The rate decision wasn't exactly surprising given the pretty clear statements by FOMC officials and the recent spate of data showing that inflation seems to be plateauing rather than turning lower. And, this is especially worrisome as inflation is at its highest levels since the early 80s. Further, the longer the Federal Reserve's aggressive hawkish stance is intact, the more recession risk will increase.
The fed funds rate is now at 3-3.25% which is the highest since before the financial crisis. This is also the 3rd straight 75 basis point increase. The Fed also released its Summary of Economic Projections (SEP) which showed the consensus expectations of 1.25% of hikes in its next 2 meetings.
The SEP also indicated that the Fed expects to end hiking at around 4.6% in 2023 which implies a 0.25% increase next year and no rate cuts. This is certainly a more hawkish path than many traders were expecting a few weeks ago.

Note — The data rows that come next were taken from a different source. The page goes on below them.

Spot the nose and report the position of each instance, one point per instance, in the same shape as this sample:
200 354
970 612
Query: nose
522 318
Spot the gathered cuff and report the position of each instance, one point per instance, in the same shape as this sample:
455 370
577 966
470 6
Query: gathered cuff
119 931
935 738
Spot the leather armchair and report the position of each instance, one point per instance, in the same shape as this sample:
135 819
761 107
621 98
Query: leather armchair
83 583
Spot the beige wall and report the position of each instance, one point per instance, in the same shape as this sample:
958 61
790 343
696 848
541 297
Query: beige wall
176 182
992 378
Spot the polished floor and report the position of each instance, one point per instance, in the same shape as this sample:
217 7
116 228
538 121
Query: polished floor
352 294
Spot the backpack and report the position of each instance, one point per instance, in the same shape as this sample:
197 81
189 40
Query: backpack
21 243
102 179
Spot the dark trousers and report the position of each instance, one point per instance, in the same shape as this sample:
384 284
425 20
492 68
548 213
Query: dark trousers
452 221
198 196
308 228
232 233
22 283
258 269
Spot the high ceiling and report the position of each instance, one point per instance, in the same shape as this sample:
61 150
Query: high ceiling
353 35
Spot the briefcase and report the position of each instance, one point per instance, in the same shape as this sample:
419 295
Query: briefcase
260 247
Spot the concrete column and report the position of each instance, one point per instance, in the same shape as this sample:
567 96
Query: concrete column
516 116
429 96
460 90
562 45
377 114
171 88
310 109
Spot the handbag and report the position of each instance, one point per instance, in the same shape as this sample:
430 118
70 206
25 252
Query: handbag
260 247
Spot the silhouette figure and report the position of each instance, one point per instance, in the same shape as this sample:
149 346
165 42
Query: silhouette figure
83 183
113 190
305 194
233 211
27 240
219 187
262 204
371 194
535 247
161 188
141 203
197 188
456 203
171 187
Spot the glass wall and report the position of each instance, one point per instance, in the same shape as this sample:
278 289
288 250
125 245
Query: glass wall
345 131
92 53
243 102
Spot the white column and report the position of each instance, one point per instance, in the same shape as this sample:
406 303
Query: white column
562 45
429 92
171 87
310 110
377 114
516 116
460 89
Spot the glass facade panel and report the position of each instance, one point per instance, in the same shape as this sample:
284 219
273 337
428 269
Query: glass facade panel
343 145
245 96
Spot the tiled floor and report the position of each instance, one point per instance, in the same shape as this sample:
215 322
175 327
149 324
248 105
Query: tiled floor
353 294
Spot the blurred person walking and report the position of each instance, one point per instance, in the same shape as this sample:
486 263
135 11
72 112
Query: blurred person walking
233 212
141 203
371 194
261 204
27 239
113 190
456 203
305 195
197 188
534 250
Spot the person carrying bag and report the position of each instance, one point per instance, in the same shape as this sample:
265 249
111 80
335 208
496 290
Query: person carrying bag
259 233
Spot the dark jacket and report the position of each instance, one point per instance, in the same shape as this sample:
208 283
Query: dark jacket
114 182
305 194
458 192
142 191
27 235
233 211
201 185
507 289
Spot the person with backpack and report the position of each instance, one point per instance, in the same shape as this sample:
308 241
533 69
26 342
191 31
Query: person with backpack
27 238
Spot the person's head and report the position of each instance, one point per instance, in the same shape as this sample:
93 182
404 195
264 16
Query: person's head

They also are anticipating pain for the economy as the Fed sees the unemployment rate rising to 4.4% next year from its current level of 3.7%. They also forecast 0.2% GDP growth in 2022, down from 1.7% in the last SEP.
The Fed also projected PCE to decline to 5.4% by the end of the year which is a decrease from its previous forecast of 6.3%. And, it sees PCE falling back to 2% sometime in 2025.
In his press conference, Fed Chair Powell reiterated his message from Jackson Hole that the Fed's primary focus is to bring inflation down to 2%. And, he added that a recession is possible and can't be predicted.
Many traders' takeaway from the press conference is that Powell will continue raising rates by 75 basis points until something in the economy shows signs of breaking.